The 2015 General Assembly passed a law creating the Office of Program Evaluation Reporting and Accountability. Lawmakers were concerned that while DHHS gets the second highest level of state funding after education, the agency provides scant information on cost or outcome measurements. The current $5.2 billion DHHS budget accounts for 23 percent of the state General fund.

The law required the DHHS secretary to appoint a director to oversee OPERA, an independent division that reported directly to the secretary. The director’s position remains open.

While the department issued an update on the OPERA mandate, Hise scoffed at the department’s lack of transparency.

“Once again we get another report that for all practical purposes the department has done nothing,” he said. “It looks to me as if there’s just certain evaluations the department doesn’t want done.”

OPERA’s duties include evaluating DHHS programs, listing all programs and publishing the list on a department website; developing an inventory of all contracts, department data, and records; and conducting announced and unannounced inspections of all DHHS facilities — including interviews with employees.

“A statute is not a suggestion,” said committee co-chairman Rep. Josh Dobson, R-McDowell.

“Nobody wants to be accountable, and numbers and data hold you accountable,” said Sen. Tommy Tucker, R-Union.”

[…]

“A lot of times we’re doing things over, and over, and over, but the outcomes are not changing because we’re not evaluating and having the accountability,” said Rep. Carla Cunningham, D-Mecklenburg. She said the independent OPERA program is necessary.”

When it comes to Big Government, it doesn’t get much worse than government run healthcare programs. They rarely, if ever, accomplish the ends set out for them, and spend exhorbitant amounts of money while failing to reach goals year after year. They are massive redistribution programs, and, combined with federal spending matches, are by far the biggest source of government spending in the Old North State.

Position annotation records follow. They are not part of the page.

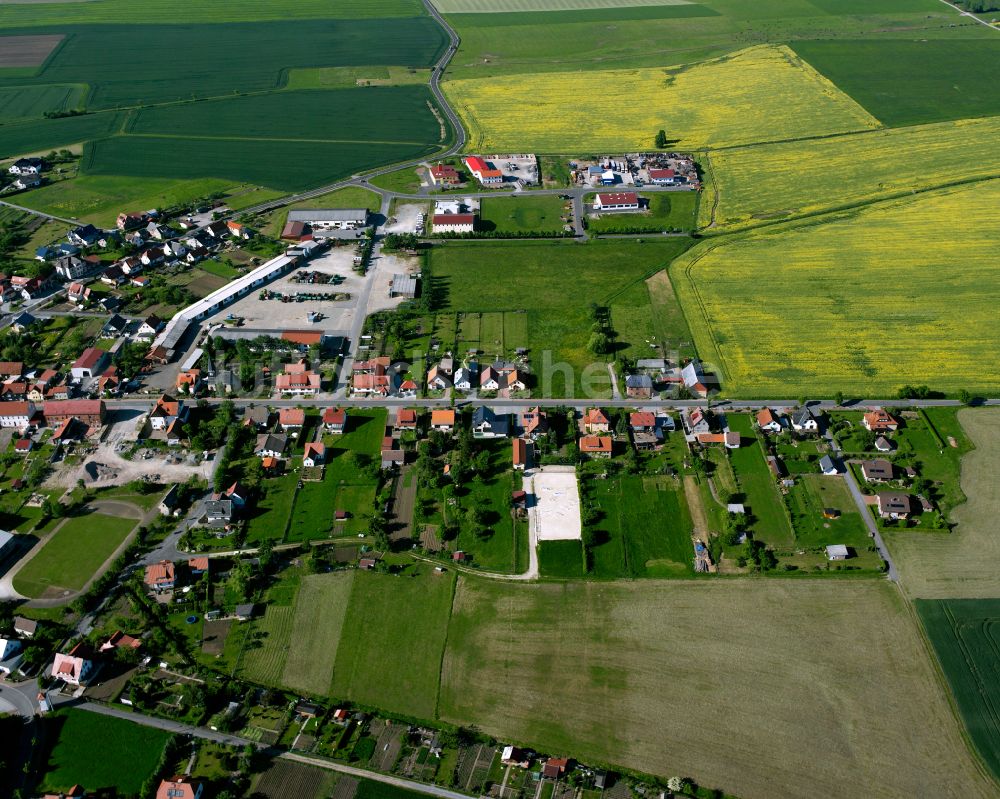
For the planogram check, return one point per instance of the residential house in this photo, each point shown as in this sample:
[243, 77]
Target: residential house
[596, 421]
[75, 667]
[161, 576]
[335, 420]
[315, 454]
[596, 446]
[443, 420]
[166, 411]
[521, 453]
[91, 363]
[291, 420]
[879, 421]
[534, 423]
[894, 505]
[487, 424]
[271, 445]
[639, 386]
[768, 421]
[877, 471]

Is there any question why they are dragging their feet? How would it look when program evaluations proved just what a giant waste of taxpayer money many of these government-run healthcare endeavors are?

These are entrenched interests that feed off of bigger budgets and the hubris of their ‘government healthcare savior’ roles.

On top of all this, the aforementioned lawmakers got updates on a centralized healthcare records system, in which the State collects and holds healthcare data on every North Carolina citizen with out even asking individuals for their consent.

In another matter, Christie Burris, director of the state Health Information Exchange Authority, updated lawmakers on the state’s NC HealthConnex program, which will put every North Carolinian’s health records on a centralized database.

[…]

Patients have legitimate concerns about their electronic health records being sent beyond their doctor’s office, and the risk they would be illegally accessed, said Rep. Greg Murphy, R-Pitt. He asked whether patients who don’t have insurance must sign waivers to release their health records.

Burris said North Carolina is an “opt-out state,” which means “every citizen is automatically opted in to the Health Information Exchange until they exercise their right to opt out.” She promised high security safeguard standards for the state and its vendors.

Rep. Nelson Dollar, R-Wake, was concerned whether government agencies would be able to access people’s health records, and Sen. Jeff Tarte, R-Mecklenburg, raised a red flag about the state automatically collecting that information.

“I don’t think most North Carolinians recognize … their most personal clinical and health information is now owned by the state of North Carolina,” Tarte said. “They have the option to opt out, but they never had the option to opt in, and that’s troublesome.”

Excuse me? State government bureaucracies, which took years just to process claims and properly classify physicians within the NCTracks program after its botched roll out, are going to collect and safeguard your health records with out your consent?

To say this is troubling is an understatement. Big data is certainly useful in discovering and unlocking efficiencies, but it becomes dangerous when combined with Big Government. There is no good reason for the government attempting to manage the health of every North Carolinian via such programs – that is not their proper role, and never will be.

To Big Government Bureaucrats though, you aren’t really an individual with rights above and beyond their government authority; you’re just another brick in the wall, and they’ll stack you however they please.